Qual è il valore oggi della Dichiarazione Universale dei Diritti Umani? Il ritorno in Italia di Silvia Romano convertita all’islam ha creato scalpore e ha alzato le barricate, mettendo per un attimo in ombra l’epidemia in atto. Non voglio parlare della sua scelta, in quanto credo che il modo migliore per rispettare una persona che ha vissuto l’inferno sulla terra sia il silenzio. Voglio invece dare una risposta personale alla questione su cui da decenni si interroga ormai il mondo globalizzato: noi occidentali dobbiamo accogliere altre culture?

Coronavirus? No grazie, cambiamo argomento.

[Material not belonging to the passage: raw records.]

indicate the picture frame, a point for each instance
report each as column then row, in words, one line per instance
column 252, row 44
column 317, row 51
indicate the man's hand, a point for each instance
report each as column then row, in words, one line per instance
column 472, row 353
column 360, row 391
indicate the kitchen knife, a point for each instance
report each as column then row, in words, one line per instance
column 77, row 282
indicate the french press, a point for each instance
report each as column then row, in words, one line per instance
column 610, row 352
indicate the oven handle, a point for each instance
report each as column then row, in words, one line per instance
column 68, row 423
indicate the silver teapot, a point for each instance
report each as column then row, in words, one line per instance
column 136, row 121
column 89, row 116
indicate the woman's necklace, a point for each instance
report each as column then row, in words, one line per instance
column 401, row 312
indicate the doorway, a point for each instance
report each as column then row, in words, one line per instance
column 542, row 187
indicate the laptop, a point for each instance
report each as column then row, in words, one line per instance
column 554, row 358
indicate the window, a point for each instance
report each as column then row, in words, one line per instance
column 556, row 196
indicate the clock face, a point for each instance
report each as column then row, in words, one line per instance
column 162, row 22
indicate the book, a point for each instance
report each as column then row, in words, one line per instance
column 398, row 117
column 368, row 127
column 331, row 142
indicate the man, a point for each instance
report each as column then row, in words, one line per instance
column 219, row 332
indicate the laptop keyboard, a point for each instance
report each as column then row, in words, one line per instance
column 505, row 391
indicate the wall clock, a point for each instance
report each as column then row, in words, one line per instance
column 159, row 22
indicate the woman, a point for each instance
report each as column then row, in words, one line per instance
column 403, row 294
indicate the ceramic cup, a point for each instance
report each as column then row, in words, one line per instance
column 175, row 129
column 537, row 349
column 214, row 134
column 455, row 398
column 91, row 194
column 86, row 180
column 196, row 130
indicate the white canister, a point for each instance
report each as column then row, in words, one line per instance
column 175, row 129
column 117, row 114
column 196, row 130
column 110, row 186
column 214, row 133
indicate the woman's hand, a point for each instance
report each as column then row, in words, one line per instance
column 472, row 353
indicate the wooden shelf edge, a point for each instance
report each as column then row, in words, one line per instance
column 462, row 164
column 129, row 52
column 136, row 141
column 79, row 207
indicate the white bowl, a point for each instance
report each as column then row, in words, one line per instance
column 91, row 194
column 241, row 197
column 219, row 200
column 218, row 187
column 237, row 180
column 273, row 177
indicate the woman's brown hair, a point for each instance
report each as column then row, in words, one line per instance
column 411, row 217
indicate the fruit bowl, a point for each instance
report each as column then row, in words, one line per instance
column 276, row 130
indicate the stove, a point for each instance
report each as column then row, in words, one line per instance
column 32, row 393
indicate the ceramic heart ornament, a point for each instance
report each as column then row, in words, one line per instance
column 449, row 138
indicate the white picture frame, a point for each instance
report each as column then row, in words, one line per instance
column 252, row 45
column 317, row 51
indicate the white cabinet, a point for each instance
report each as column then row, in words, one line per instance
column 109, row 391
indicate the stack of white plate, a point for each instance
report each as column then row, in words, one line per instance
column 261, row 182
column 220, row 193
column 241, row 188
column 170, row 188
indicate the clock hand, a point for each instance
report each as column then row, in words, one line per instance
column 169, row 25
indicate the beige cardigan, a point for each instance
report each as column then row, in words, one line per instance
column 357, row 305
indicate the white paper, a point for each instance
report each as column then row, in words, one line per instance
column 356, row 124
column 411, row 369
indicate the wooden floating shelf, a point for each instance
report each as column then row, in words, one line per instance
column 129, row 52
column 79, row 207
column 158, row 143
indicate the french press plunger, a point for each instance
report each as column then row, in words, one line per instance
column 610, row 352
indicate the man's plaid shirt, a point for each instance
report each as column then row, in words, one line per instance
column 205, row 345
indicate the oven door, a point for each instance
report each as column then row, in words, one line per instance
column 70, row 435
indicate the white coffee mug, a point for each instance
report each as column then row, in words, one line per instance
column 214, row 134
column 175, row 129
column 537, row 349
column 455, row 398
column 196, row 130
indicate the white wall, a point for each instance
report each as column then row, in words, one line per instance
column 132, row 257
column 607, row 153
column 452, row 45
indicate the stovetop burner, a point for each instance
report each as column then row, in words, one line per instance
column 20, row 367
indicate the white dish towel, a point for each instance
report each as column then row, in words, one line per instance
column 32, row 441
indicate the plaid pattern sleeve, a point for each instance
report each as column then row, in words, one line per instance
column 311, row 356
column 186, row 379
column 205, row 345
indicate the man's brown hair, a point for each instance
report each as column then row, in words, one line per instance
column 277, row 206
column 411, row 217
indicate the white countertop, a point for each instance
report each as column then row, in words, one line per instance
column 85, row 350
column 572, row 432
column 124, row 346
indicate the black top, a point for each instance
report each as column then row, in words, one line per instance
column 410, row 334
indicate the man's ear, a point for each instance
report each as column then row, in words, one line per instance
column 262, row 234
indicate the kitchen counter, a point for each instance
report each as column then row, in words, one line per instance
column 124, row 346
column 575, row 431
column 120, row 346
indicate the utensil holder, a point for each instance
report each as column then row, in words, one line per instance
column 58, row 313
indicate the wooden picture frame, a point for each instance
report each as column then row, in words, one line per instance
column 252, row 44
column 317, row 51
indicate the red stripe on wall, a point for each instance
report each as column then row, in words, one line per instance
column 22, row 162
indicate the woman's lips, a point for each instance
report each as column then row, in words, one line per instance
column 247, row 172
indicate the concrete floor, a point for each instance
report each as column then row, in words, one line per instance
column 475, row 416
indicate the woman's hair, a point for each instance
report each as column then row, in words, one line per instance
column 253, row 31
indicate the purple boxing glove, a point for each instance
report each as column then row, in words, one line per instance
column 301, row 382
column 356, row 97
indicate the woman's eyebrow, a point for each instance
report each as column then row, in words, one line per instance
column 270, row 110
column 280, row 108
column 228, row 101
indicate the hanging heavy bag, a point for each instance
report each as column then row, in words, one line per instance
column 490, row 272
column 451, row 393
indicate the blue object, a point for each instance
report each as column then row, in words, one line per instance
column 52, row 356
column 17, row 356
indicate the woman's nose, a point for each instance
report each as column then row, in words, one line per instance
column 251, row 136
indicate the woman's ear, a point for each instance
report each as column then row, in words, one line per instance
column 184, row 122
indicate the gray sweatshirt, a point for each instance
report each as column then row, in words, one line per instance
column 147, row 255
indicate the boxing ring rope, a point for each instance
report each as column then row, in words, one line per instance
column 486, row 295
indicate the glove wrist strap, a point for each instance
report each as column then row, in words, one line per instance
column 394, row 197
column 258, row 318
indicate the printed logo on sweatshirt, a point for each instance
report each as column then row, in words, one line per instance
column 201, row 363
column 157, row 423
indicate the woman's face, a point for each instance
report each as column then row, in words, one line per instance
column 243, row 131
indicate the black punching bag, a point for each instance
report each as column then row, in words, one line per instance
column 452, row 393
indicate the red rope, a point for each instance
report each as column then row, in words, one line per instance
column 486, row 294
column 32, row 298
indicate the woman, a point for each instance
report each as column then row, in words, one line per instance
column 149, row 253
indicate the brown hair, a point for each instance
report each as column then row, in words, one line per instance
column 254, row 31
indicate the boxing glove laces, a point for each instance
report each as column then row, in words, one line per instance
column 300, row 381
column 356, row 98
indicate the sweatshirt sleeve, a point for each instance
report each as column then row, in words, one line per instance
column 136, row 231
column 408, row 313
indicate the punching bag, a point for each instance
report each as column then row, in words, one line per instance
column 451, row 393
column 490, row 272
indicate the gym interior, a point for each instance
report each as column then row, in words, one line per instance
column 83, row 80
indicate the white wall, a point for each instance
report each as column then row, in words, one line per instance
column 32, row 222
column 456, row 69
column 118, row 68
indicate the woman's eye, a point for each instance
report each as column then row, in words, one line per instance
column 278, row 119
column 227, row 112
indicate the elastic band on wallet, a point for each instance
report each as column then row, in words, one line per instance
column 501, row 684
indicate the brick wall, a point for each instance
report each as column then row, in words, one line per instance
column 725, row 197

Qualche sera fa ho acceso la televisione per guardare il telegiornale. Ho visto scene di gente affollata nei bar e nelle strade senza mascherina. Mi sono arrabbiato tantissimo. Il governo e le regioni hanno detto chiaramente che l’epidemia non è finita e che sono vietati per legge gli assembramenti. Perché dunque tanta gente se ne frega e vuole rendere vani gli sforzi e le rinunce fatti negli ultimi due mesi? Altra domanda: perché quelli che rispettano le regole devono potenzialmente pagare ulteriori future restrizioni per colpa di chi non le rispetta? Chiediamoci anche consapevolmente: perché diamo sempre la colpa ai politici se non siamo noi cittadini a dare l’esempio?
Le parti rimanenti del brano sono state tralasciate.